Lalu ada masalah perkara pembelian lahan Rumah Sakit Sumber Waras oleh Pemprov DKI Jakarta. Meski Badan Pemeriksa Keuangan (BPK) telah resmi menyatakan ada kerugian uang negara di sana, sebesar Rp191 miliar, tetapi KPK bergeming. Bahkan saat gubernur Ibu Kota kala itu, yang merupakan orang akrab penguasa, Basuki Tjahaja Purnama (Ahok) menyambangi KPK guna memperlihatkan klarifikasi, ia disambut ramah. Ujung-ujungnya, pimpinan forum antirasuah itu tanpa malu-malu mengeluarkan pernyataan yang terasa amat janggal, bahwa pemprov tidak mempunyai niat jahat dalam pembelian lahan itu.

Begitu juga dengan masalah korupsi reklamasi yang menyeret nama Sugianto Kusuma alias Aguan, bos Agung Sedayu Group. Orang yang cukup akrab dengan Presiden Jokowi. Keterlibatannya pada masalah yang menjerat mantan anggota DPRD DKI Jakarta M Sanusi, tak pernah diusut KPK. Hanya sebatas pencekalan, yang kemudian tidak lagi diperpanjang.
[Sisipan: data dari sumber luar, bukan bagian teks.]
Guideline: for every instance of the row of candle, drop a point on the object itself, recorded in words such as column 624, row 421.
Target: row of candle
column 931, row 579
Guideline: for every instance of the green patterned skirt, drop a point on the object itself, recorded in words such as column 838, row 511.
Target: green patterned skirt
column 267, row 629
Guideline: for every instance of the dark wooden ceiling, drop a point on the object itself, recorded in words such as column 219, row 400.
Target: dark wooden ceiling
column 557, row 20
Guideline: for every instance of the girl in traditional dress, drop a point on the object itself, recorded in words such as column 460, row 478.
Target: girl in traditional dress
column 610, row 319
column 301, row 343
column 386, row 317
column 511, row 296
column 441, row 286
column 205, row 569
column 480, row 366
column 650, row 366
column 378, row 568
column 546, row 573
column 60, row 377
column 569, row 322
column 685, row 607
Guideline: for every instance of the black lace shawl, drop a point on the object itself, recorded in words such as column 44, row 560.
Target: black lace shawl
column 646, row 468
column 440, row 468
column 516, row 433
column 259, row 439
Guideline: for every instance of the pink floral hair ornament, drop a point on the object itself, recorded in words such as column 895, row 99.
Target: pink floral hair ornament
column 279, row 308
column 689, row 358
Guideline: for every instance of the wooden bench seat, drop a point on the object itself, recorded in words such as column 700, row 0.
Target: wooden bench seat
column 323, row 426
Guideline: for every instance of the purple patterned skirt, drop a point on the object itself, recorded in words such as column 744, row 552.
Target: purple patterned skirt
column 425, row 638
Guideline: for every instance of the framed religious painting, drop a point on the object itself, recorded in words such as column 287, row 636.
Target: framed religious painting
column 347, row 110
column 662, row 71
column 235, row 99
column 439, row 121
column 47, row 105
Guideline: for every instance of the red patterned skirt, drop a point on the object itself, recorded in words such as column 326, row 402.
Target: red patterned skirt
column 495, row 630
Padahal Aguan diduga terlibat dalam sumbangan suap terkait pembahasan Ranperda Reklamasi. Ia punya lima pulau reklamasi di Teluk Jakarta yang sudah dibangun tanpa izin. Sanusi telah mendekam di penjara, sementara Aguan melenggang bebas dan tak pernah diperiksa.

Kasus besar lainnya yaitu skandal KTP-el. Novanto memang sudah dibui, tetapi para penjahat di skandal itu masih banyak yang bebas berkeliaran. KPK terlihat menyerupai babat pilih menangkapi para terduga pelaku. Di masalah ini, setidaknya ada tiga pentolan partai berkuasa yang diduga berpengaruh ikut terlibat. Menteri Hukum dan HAM, Yasonna Laoly, Gubernur Jawa Tengah Ganjar Pranowo dan Gubernur Sulawesi Utara Olly Dondokambey. Namun, sehabis diperiksa berkali-kali, sekarang tak terperinci lagi bagaimana kelanjutannya. Bahkan, dalam dakwaan terhadap Novanto di pengadilan, nama ketiga orang itu tak lagi disebut oleh jaksa KPK. Apakah ini bukti bahwa KPK kembali bertekuk lutut kepada kroni-kroni penguasa?

Makara pantas rasanya bila tahun ini KPK diberi rapor merah atas kinerja mereka. Semoga, di tahun depan forum ini sanggup berbenah mengemban amanah sebagai garda terdepan pemberantasan korupsi. Tidak lagi menjadi kaki tangan penguasa yang hanya bertugas melindungi kroni-kroni rezim ini.